Would have to be the two space dimensions orthogonal to velocity (in this case ##a## and ##W##). Then volumetric flow is ##a W v_1##.

 

[haruspex]

Would have to be the two space dimensions orthogonal to velocity (in this case ##a## and ##W##). Then volumetric flow is ##a W v_1##.

a is not the width orthogonal to v₁. Consider the angle.

 

[member 428835]

a is not the width orthogonal to v₁. Consider the angle.

Shoot, yea I made a typo. Should be (in the x-direction) ##a W v_1 \cos \beta_1## at station 1 and the y-direction should be ##W v_1\sin\beta_1## but what length to introduce? I assume this is what you were getting at? Would we just define a length from station 1 to station 2, call that length ##H##. Then ##H W v_1\sin\beta_1##.

 

[haruspex]

Should be (in the x-direction) ##aW v_1 \cos \beta_1## at station 1 and the y-direction should be ##aW v_1\sin\beta_1##

Right, but the y direction is not relevant here. We just want the volumetric flow rate through each station, which is the horizontal component.
Not sure what you are asking about a length.
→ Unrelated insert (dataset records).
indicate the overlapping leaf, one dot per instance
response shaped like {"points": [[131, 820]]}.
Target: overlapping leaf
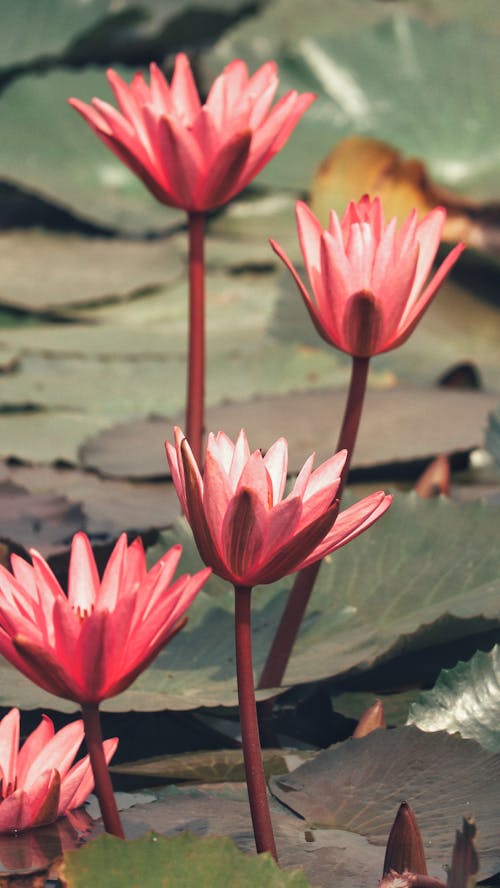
{"points": [[426, 573], [154, 862], [464, 699], [401, 80]]}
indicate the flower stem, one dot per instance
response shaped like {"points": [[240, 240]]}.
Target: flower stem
{"points": [[196, 347], [300, 593], [102, 780], [254, 768]]}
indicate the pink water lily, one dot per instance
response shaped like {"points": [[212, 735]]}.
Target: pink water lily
{"points": [[370, 282], [92, 643], [39, 782], [191, 155], [244, 527]]}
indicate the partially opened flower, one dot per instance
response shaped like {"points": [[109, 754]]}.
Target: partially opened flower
{"points": [[370, 282], [191, 155], [92, 643], [39, 782], [244, 528]]}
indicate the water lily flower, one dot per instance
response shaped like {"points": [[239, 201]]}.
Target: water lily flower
{"points": [[191, 155], [39, 783], [370, 282], [244, 528], [92, 643]]}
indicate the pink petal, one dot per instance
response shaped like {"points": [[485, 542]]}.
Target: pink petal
{"points": [[194, 500], [183, 91], [12, 812], [59, 753], [113, 576], [241, 455], [33, 745], [225, 170], [9, 745], [79, 782], [243, 534], [294, 550], [349, 524], [276, 463], [226, 91], [83, 579], [218, 493], [310, 235], [177, 151]]}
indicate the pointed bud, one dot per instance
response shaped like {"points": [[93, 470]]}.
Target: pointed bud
{"points": [[435, 480], [371, 719], [465, 860], [405, 849], [409, 880]]}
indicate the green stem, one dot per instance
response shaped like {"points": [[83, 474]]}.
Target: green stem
{"points": [[195, 407], [254, 768], [300, 593], [102, 780]]}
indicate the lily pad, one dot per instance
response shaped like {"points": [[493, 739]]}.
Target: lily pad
{"points": [[464, 699], [427, 573], [66, 164], [493, 435], [154, 862], [214, 766], [105, 507], [462, 324], [357, 786], [211, 810], [399, 425], [47, 272], [54, 25], [46, 522], [400, 80]]}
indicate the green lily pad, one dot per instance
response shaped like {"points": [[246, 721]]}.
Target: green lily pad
{"points": [[155, 861], [357, 786], [104, 508], [493, 435], [464, 699], [214, 766], [426, 574], [401, 80], [53, 26], [462, 324], [66, 163], [399, 426], [48, 272]]}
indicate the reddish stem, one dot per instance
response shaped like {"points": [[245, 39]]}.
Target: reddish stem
{"points": [[254, 768], [102, 780], [300, 593], [196, 348]]}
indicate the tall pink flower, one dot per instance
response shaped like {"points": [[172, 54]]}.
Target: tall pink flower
{"points": [[191, 155], [92, 643], [370, 282], [244, 528], [38, 782]]}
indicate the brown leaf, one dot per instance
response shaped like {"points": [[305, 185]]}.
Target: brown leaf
{"points": [[359, 165]]}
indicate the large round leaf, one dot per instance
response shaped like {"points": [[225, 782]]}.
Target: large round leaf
{"points": [[429, 90], [53, 26], [49, 150], [357, 786], [426, 574], [464, 699], [156, 862]]}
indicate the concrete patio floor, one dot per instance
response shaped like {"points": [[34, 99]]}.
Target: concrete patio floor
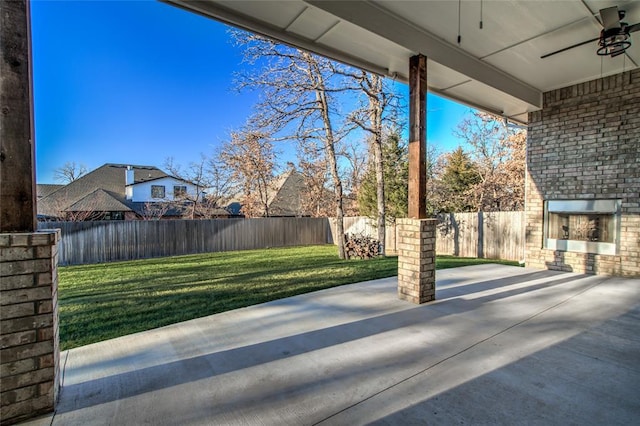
{"points": [[501, 345]]}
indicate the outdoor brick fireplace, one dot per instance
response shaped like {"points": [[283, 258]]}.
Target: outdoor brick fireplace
{"points": [[583, 226], [583, 178]]}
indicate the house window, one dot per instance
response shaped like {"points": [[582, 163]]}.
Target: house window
{"points": [[157, 191], [179, 191]]}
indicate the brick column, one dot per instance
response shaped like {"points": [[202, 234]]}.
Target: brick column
{"points": [[417, 259], [29, 352]]}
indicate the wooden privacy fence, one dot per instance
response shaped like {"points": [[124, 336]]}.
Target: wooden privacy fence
{"points": [[108, 241], [492, 235], [495, 235]]}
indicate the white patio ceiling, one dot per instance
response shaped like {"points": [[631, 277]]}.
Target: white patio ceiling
{"points": [[497, 68]]}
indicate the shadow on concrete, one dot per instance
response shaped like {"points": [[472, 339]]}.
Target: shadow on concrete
{"points": [[149, 379], [588, 379]]}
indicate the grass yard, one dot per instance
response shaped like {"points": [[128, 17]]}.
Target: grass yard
{"points": [[103, 301]]}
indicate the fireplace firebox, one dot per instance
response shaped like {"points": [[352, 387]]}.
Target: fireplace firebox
{"points": [[583, 226]]}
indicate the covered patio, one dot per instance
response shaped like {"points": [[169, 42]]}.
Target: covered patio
{"points": [[501, 345], [497, 345]]}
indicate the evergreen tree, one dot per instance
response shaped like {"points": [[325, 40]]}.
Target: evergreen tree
{"points": [[396, 177], [459, 177]]}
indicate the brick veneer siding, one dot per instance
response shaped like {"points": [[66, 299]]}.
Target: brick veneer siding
{"points": [[584, 144], [29, 353], [416, 243]]}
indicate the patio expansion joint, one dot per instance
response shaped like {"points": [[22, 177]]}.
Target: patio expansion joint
{"points": [[479, 342], [62, 373]]}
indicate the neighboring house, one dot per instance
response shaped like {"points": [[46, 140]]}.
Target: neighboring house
{"points": [[121, 192], [44, 189], [284, 198]]}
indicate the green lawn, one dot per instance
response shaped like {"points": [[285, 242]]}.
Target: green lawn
{"points": [[99, 302]]}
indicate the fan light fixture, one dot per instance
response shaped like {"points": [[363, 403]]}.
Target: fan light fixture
{"points": [[613, 42]]}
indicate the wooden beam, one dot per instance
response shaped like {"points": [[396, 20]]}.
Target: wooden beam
{"points": [[17, 175], [417, 136]]}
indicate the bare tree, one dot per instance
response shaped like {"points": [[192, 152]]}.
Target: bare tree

The expression already has the right dimensions for volumetric flow.

 

[member 428835]

Not sure what you are asking about a length. The expression already has the right dimensions for volumetric flow.

Yea, I was asking about how to perform a mass balance in the ##y## direction. Would it just be with velocity and not pressure since pressure acts horizontally? In other words, ##-F_y + aW\rho v^2_1\sin^2 \beta_1-aW\rho v^2_2\sin^2 \beta_2=0##?

 

[haruspex]

Yea, I was asking about how to perform a mass balance in the ##y## direction. Would it just be with velocity and not pressure since pressure acts horizontally? In other words, ##-F_y + aW\rho v^2_1\sin^2 \beta_1-aW\rho v^2_2\sin^2 \beta_2=0##?

Yes, depending on how you are defining F_y. Is that the force the flow exerts on a blade (R_y) or the force a blade exerts on the flow?

 

[member 428835]

I thought it was the force the blade exerts on the flow (from how I set it up). You agree?

 

[haruspex]

I thought it was the force the blade exerts on the flow (from how I set it up). You agree?

Yes.

 

[member 428835]

Could you explain why these velocities don't cancel out like they did in the ##x## direction? We know ##A W v_1 \cos \beta_1=A W v_2 \cos \beta_2##. Why is this not true for the ##y## component?

 

[haruspex]

Could you explain why these velocities don't cancel out like they did in the ##x## direction? We know ##A W v_1 \cos \beta_1=A W v_2 \cos \beta_2##. Why is this not true for the ##y## component?

In the x direction, we know that the volumetric rate of flow into the blade system from the left must equal the flow out on the right. In the y direction there is no requirement that volumetric rate of flow up the left side of the blades must equal that on the right side.

 

[member 428835]

In the x direction, we know that the volumetric rate of flow into the blade system from the left must equal the flow out on the right. In the y direction there is no requirement that volumetric rate of flow up the left side of the blades must equal that on the right side.

Ok, I think I have it! I wrote up a proof, starting with the momentum equation, assuming incompressible, steady, non-viscous flow and neglecting body forces. I'll attach it since typing it took some time. Let me know what you think, as I have one question with what I wrote.

 

[haruspex]

Ok, I think I have it! I wrote up a proof, starting with the momentum equation, assuming incompressible, steady, non-viscous flow and neglecting body forces. I'll attach it since typing it took some time. Let me know what you think, as I have one question with what I wrote.

Yes, that all looks correct to me.

 

[member 428835]

Yes, that all looks correct to me.

Awesome, thanks so much for your help! I really appreciate it!

 

[Chestermiller]

I get the opposite signs than you have obtained for the components of the external force necessary to hold the vane in place.

 

[haruspex]

I get the opposite signs than you have obtained for the components of the external force necessary to hold the vane in place.

Good point. I read the diagram as indicating Rx and Ry are the forces the flow exerts on the vanes, and did not notice that wording.